In the aftermath of last year’s AHRI et al. v. City of Albuquerque litigation, there has been an increased level of discussion with respect to how municipalities and states should craft green building policy and legislation. Although I have not been following what’s been taking place in California all that closely, a recent article in the Sacramento Bee noting one California county’s reaction to a newly enacted piece of state-level green building legislation caught my eye. California’s Senate Bill 1473 took effect on January 1 and requires cities and counties in California to collect, on behalf of California’s Building Standards Commission, a building permit application fee. The fee is based on the building’s valuation as determined by the pertinent local building official and is assessed at $1.00 for every $25,000.00 of value. Cities and counties are entitled to keep up to 10 percent of the fee in order to cover their own administrative and enforcement costs; the rest of the funds are sent to a special revolving fund established by SB 1473 which the Commission will use to “fund development of statewide building standards, with emphasis on green building standards.”

Officials in El Dorado County (which is about halfway between Sacramento and Lake Tahoe) believe that the fee is illegal, calling it “a tax without calling it a tax.” The distinction is critical because, in California, a special purpose tax (as the county is characterizing the fee) requires approval from two thirds of voters before being enacted.

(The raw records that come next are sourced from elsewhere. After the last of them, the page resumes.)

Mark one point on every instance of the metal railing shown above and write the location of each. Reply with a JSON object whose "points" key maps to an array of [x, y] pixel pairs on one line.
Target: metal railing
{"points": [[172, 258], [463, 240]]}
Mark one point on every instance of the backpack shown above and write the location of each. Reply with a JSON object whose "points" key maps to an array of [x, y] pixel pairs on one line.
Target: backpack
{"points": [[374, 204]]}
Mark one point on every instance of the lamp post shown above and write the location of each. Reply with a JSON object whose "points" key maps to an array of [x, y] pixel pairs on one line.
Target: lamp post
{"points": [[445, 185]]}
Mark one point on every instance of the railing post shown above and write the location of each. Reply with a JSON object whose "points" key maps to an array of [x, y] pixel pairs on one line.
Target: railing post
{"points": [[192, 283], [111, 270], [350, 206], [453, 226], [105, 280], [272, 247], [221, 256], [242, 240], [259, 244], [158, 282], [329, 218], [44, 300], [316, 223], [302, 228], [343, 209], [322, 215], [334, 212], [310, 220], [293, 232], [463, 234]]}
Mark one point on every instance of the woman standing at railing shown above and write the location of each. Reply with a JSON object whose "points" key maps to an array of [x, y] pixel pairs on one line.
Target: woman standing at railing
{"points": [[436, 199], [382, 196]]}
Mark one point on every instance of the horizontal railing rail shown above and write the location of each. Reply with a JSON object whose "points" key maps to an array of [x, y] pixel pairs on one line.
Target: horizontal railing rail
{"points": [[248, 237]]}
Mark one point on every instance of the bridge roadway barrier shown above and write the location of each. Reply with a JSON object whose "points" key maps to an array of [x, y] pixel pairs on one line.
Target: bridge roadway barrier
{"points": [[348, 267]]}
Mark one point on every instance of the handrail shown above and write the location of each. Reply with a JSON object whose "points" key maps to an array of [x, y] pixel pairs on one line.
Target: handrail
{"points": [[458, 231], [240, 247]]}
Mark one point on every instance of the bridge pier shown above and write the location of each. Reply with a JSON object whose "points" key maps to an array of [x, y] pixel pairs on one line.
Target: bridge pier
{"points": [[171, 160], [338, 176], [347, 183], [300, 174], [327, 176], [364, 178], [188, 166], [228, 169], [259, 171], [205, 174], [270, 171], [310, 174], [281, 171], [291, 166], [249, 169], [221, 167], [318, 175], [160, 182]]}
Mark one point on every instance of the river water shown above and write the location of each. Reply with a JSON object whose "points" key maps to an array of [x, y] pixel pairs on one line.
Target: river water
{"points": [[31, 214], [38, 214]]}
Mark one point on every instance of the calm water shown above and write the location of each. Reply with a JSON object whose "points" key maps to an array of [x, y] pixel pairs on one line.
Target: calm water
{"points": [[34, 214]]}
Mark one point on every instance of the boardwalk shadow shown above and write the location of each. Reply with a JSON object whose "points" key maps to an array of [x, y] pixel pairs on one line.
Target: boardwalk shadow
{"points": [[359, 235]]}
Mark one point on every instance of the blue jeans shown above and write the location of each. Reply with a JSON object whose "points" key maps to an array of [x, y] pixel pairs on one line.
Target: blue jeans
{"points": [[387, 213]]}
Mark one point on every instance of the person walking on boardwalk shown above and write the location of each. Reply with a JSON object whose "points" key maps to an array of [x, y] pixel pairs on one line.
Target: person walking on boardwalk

Interestingly, although the Bee reports that real estate developers across the state supported the bill during the course of various legislative hearings prior to September 30, when Governor Schwarzenegger signed SB 1473 into law, El Dorado officials are suggesting that the fee is “another burden” on the struggling construction industry. In late January, the county requested that the state attorney general’s office review the fee and opine on whether it is legal- so far there does not appear to be a decision. In the interim, the county is not collecting the fee as required under SB 1473, despite warnings from counsel that it could be subject to penalties, backcharges, or even a lawsuit if its challenge is unsuccessful.

I think the county’s effort here is important to follow for a couple of reasons, both of which I’ve discussed at GRELJ previously. First, as suggested by AHRI, plaintiffs will not be deterred from attacking green building legislation or policies that increase transaction costs, particularly given the state of the economy and deteriorating construction climate. Second, if the attorney general agrees that the fee is indeed a special purpose tax, legislators will need to regroup and draft a bill that reflects the requirements of California law- likely more than six months after the governor signed the bill back in September. I think this demonstrates how- and why- poorly written policies have the potential to harm green building practices generally if not properly considered and vetted prior to enactment.  Policymakers definitely need to keep these two considerations in mind because poorly drafted legislation will, without question, be challenged here in 2009 even if it purports to address the greater good.